Under The Streetlamp

The cornerstone of popular music is reclaiming its rightful spot at the intersection of past and present. Under the Streetlamp is a tip-of-the hat to the crooners of the American Radio songbook, featuring the music of such legendary artists as Elvis Presley, Roy Orbison, The Beatles, the Beach Boys, and more.
Backed by an outstanding seven-piece band, Under the Streetlamp bring these classic hits back to the fans who first fell in love with the music and introduces a new generation to the timeless classics of the 50s, 60s, and 70s with an impeccable balance of tender ballads and uptempo classics, performed with the same signature harmonies and choreography of the era. Under the Streetlamp hits the stage April 27 at the Florida Theatre.
“There is no narrative, no story,” says member Michael Ingersoll. “For me, it’s all about the story within the song. Great artists like Roy Orbison and Johnny Cash were masters at distilling a story down to its essence and telling that story through a song that resonated with depth and character. That’s why it’s so much fun for me to sing their music and why artists like them still have a prominent place in pop culture today.”
Ingersoll and his bandmates Michael Cunio, Christopher Kale Jones, and Shonn Wiley, first met as members of the cast of Jersey Boys, performing over 1,300 shows over three years. “We played a band. Then we became one,” says Ingersoll, who was a member of the first national tour of the musical. “We were all actors before we started doing this for a living. There was a huge enthusiasm for the music of the 60s. A lot of people, especially the baby boomers, were going nuts embracing young people singing this music, dancing and performing to the best of their abilities.”
The group cut their teeth in clubs throughout Chicago, expanding their repertoire to include such artists as Etta James, The Turtles, and the Beatles, before deciding to take their music from the stage to the studio. When Jersey Boys closed in 2011, Ingersoll and his bandmates continued to perform as Under the Streetlamp rather than retreat back to their former professions on stage and screen. They recorded a five-minute demo that launched the first of two hour-long PBS specials, airing in over 100 million homes worldwide. “We formed [the project] as a lark, and it ended up growing much further and much faster than any of us anticipated,” he says. “The odds were not in our favor of that turning of events. Luckily, the appetite for this kind of music is just huge.”
Together, the group has also recorded three albums and appeared as musical guests on TV’s “Access Hollywood” and “Extra”, “The Oprah Winfrey Show”, “The Primetime Emmys”, and “The Tonight Show with Jay Leno.”
“We are trying to build a younger audience as well. We find people of all ages are coming to our concerts,” Ingersoll says. “There is something that they love about seeing us embrace this music and continue to keep it alive in our culture and pass it down to the next generation. Their enthusiasm and willingness to support us is the main reason that we get the privilege of doing this.”
For Ingersoll, it is a testament to music that draws people in, gets them on their feet, and keeps them moving throughout the performance. “The music itself, the genre of the 60s, entices people who don’t know about us [when they come] in the door. Once you actually see the show, you have a decent chance of leaving as an Under the Streetlamp fan.”

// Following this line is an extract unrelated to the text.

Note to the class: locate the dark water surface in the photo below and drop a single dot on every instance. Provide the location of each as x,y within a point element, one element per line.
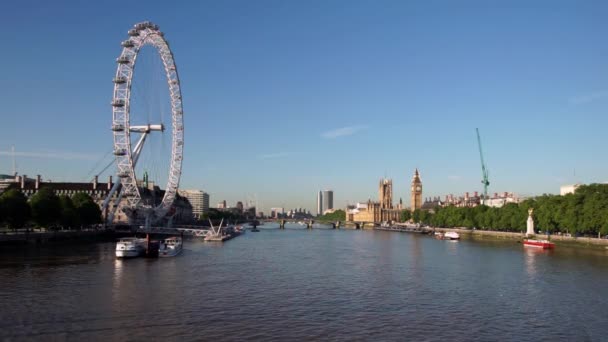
<point>307,285</point>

Ingersoll says the band also injects humor and storytelling into each performance to create a well-rounded concert experience. “We are not just an oldies revue. We take the music seriously and want to perform it well, but we don’t take ourselves seriously at all. It is a very relaxed atmosphere. It’s the right combination of factors to create joy in the room. There is a camaraderie and energy that comes from a show,” he says. “You will hear your favorite songs. You are going to dance. And you will have a great time.”
The life of a touring musician is not always a trip to the circus. The band spends weeks at a time on the road, living on a tour bus away from loved ones, showering at venues, and eating when and where they can. Ingersoll says the band is always looking for inspiring opportunities to give back along the way, performing in conjunction with charitable organizations and fundraisers that bring awareness to a wide range of causes. “It adds value to an event, and it is tremendously satisfying to see how many different people are creating communities to help other people,” he says. “People are really creative in how they can help, and seeing that energy in motion is fantastic.”
At a time when cynicism and negativity are over-saturating the public consciousness, Ingersoll takes solace in music as a positive change-agent and a simple outlet for joy, even if it’s just for a couple of hours. “I think it needs to be okay for people to spend a night in a room together celebrating music, particularly music that unites a generation,” he says. “You can have uncomplicated entertainment that lets people feel good for a while. Escaping business, politics, differences and religion-–that’s what art is for. Just providing music as an escape is a service in and of itself. That’s why we do it.”